Fuse 学习

看下 FUSE 的相关知识。

Filesystem In Userspace 也就是 fuse,是 linux 的一个内核模块。

Fuse 的优势在于:

  • 允许非管理员权限去 mount 一个文件系统,例如 overlayfs
  • 允许不通过内核实现一个文件系统

但是 Fuse 并不是在用户态访问文件系统,在调用文件系统时,依然需要陷入内核访问 VFS,并通过内核完成 IO。Fuse 在用户态做的是将内核传递的 fuse request 处理,并调用 VFS。

To FUSE or not to FUSE - Analysis and Performance Characterization of the FUSE User-Space File System Framework

2

fuse 的内核部分是 fuse.ko,会注册三个文件系统的类型:fuse、fuseblk、fusectl,它们在 /proc/filesystems 中都可见。fuse 类型的文件系统并不需要下层的块设备,而 fuseblk 类型的文件系统则需要。

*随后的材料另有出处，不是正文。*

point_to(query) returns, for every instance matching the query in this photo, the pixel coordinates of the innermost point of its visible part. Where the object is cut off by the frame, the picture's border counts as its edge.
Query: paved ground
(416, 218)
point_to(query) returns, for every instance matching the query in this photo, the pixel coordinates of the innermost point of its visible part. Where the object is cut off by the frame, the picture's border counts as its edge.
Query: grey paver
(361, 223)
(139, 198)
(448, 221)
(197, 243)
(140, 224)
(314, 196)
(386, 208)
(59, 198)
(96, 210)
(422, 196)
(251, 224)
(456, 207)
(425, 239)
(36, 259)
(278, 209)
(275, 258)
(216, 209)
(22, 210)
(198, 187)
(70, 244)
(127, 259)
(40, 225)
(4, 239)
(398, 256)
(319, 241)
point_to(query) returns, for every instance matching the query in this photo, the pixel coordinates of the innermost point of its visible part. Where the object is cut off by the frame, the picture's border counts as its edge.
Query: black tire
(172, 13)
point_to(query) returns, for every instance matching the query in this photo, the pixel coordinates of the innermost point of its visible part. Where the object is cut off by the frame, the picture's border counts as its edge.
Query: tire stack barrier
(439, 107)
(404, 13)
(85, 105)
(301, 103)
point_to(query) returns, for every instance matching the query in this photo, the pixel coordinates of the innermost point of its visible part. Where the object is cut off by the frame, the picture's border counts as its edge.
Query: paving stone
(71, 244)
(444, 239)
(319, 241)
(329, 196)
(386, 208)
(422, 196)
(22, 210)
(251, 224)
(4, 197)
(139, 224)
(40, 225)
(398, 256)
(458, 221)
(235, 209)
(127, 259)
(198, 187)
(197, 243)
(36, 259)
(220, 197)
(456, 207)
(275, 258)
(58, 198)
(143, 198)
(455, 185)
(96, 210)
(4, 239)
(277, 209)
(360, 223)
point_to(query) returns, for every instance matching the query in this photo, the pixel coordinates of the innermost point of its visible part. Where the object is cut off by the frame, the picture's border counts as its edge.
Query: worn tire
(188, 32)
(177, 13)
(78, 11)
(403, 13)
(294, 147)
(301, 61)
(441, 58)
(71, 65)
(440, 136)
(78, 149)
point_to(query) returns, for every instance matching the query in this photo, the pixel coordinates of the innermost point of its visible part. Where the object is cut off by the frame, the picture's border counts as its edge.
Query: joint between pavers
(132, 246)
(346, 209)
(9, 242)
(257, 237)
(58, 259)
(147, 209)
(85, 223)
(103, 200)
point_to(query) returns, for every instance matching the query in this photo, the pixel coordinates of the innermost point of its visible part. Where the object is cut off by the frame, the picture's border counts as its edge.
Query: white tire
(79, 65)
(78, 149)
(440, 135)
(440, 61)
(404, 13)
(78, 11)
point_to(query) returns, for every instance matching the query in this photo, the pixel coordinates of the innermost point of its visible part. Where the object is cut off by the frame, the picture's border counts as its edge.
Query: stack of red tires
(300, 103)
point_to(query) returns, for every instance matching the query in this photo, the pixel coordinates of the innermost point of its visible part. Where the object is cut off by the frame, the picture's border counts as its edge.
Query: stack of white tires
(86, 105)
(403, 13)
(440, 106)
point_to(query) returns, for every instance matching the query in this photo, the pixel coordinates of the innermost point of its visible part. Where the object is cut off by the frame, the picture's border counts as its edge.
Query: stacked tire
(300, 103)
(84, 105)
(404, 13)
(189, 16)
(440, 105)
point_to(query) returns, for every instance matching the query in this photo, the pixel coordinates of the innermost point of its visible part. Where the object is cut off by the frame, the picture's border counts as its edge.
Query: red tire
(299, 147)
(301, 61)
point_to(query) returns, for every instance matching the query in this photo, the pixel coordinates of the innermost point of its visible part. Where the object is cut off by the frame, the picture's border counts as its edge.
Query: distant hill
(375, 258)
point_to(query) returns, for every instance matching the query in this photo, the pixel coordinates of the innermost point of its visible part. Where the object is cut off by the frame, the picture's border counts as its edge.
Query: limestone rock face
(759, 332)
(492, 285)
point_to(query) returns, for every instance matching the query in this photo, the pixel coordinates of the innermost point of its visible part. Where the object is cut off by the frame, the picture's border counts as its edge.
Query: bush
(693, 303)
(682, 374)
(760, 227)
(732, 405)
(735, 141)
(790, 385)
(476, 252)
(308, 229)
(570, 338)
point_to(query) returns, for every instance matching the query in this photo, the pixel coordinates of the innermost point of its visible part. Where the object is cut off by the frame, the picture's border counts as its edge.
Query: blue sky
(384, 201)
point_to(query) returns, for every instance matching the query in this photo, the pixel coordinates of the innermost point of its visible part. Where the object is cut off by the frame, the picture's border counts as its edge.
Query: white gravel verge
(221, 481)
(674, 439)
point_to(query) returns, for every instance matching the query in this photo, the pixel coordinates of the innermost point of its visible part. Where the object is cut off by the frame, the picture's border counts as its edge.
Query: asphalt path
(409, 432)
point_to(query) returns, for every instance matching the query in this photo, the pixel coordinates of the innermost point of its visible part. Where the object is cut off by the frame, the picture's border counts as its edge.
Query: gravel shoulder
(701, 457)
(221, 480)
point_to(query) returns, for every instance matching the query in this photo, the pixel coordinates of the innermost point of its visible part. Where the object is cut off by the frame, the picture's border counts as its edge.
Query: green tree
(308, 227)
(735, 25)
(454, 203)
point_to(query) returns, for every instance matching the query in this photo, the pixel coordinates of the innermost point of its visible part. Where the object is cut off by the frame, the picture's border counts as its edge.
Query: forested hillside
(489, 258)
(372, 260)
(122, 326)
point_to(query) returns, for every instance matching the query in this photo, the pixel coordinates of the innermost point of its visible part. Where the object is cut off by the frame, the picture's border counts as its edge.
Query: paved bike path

fuseblk provides following features:

  1. Locking the block device on mount and unlocking on release;
  2. Sharing the file system for multiple mounts;
  3. Allowing swap files to bypass the file system in accessing the underlying device;

fuse 和 fuseblk 都是一些不同的 FUSE 文件系统的 proxy,所以后面统称为 FUSE。

几点说明:

  • FUSE 文件系统的名字一般是 [fuse|fusectl].$NAME
  • /dev/fuse 是一个块设备,被用来支持用户态的 FUSE daemon 和内核之间的通信。简单来说,用户态的 daemon 会从 /dev/fuse 中读出请求,进行处理,然后再写回到 /dev/fuse 中。

这个经典的图,是 FUSE 的链路

When a user application performs some operation on a mounted FUSE file system, the VFS routes the operation to FUSE’s kernel (file system) driver. The driver allocates a FUSE request structure and puts it in a FUSE queue. At this point, the
process that submitted the operation is usually put in a wait state.
FUSE’s user-level daemon then picks the request from the kernel queue by reading from /dev/fuse and processes the request. Processing the request might require re-entering the kernel again: for example, in case of a stackable FUSE file system, the daemon submits operations to the underlying file system (e.g., Ext4); or in case of a block-based FUSE file system, the daemon reads or writes from the block device; and in case of a network or in-memory file system, the FUSE daemon might still need to re-enter the kernel to obtain certain system services (e.g., create a socket or get the time of day).
When done with processing the request, the FUSE daemon writes the response back to /dev/fuse; FUSE’s kernel driver then marks the request as completed, and wakes up the original user process which submitted the request.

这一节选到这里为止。